Stephen Norris Fellows remained on the farm (Lee County IL) until he was 18 years if age at which time he entered the seminary at Mt. Morris, IL and later went to De Pauw University in Indiana, where he graduated in 1854. After gradurating he went to Iowa were he became Professor of Mathematics and Natural Science for six years at Cornell College, in Mt. Vernon, and then served seven years in the ministry of the Methodist Episcopal Church. He then spent twenty years Professor of Mental and Moral Science and Pedagogy at the State University of Iowa, in Iowa City, then thirteen years again in the ministry and around 1905 was working as agent of the Conference Claimants Fund of the upper Iowa Conference.

Rev. Stephen N. Fellows, of Iowa, a son of one of the earliest pioneers, kindly contributes the following sketch of " the good old times."

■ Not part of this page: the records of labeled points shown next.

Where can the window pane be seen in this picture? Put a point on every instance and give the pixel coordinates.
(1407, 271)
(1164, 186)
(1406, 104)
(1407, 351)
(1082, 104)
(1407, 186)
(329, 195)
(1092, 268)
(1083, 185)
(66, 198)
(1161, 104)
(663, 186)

" My father came with his family to Sugar Grove ( about four miles from Dixon IL ) in November, 1834, went into a cabin just west of the Myers place, down in the Grove. The cabin was 14 by 14 feet, and fourteen of us moved into it. In the spring of 1835 he built a log house on our old place, ( the Peck farm. ) In 1836 he built an addition to it of two stories, with a room between. The upper story was used for a school room and church purposes. From 1836 or 7 to 1840 this was the only place for meetings, it was a regular preaching place on the circuit. Sometimes quarterly meetings were held there. In 1839 father, Wm. Martin and Ambrose Hubbard united, with such help as they could get, to build the old church at Gap Grove. It was 24 by 36 and stood on the present site of the school house there. It was enclosed in the fall of 1839. Father died Feb. 8, 1840, and was the first to be carried into that church for burial. In the spring of 1840 it was finished and occupied as a church. When we came to Palmyra, the Indians were very plentiful-sometimes a hundred or more would pass our house and camp near by. Mother has told me that I used to play with the Indian children. They were very peaceable, never molested or stole anything from us. Sometimes in the witer they came to beg food and mother always gave to them. We suffered hardship, the first winter in the little cabin. We had no butter or potatoes, our flour gave out, then our corn meal, and for some weeks corn was cut from the cob with a jack-plane. For meat we had some "hog meat," mother would not call it pork. This hog meat and hominy, made from the planed corn, was our food. But we were well and hearty and came through all right. I don't know as these incidents are of any value, but they are given as I remember them. Regarding schools, I think my sister Margaret and brother Samuel were the first to teach in that township. Samuel taught school at Buffalo Grove during the winter of 1834 and 1835, the first winter we were there. I think the next winter, 1836, he tought in our house. The first building for school purposes was built at the Gap. The first Sunday school was held there, and Wm. Martin was superintendent and only teacher. I was one of the first scholars. I remember that one Sunday morning I committed fifty verses of the Bible to memory and walked two miles by 9 a.m. and recited them all."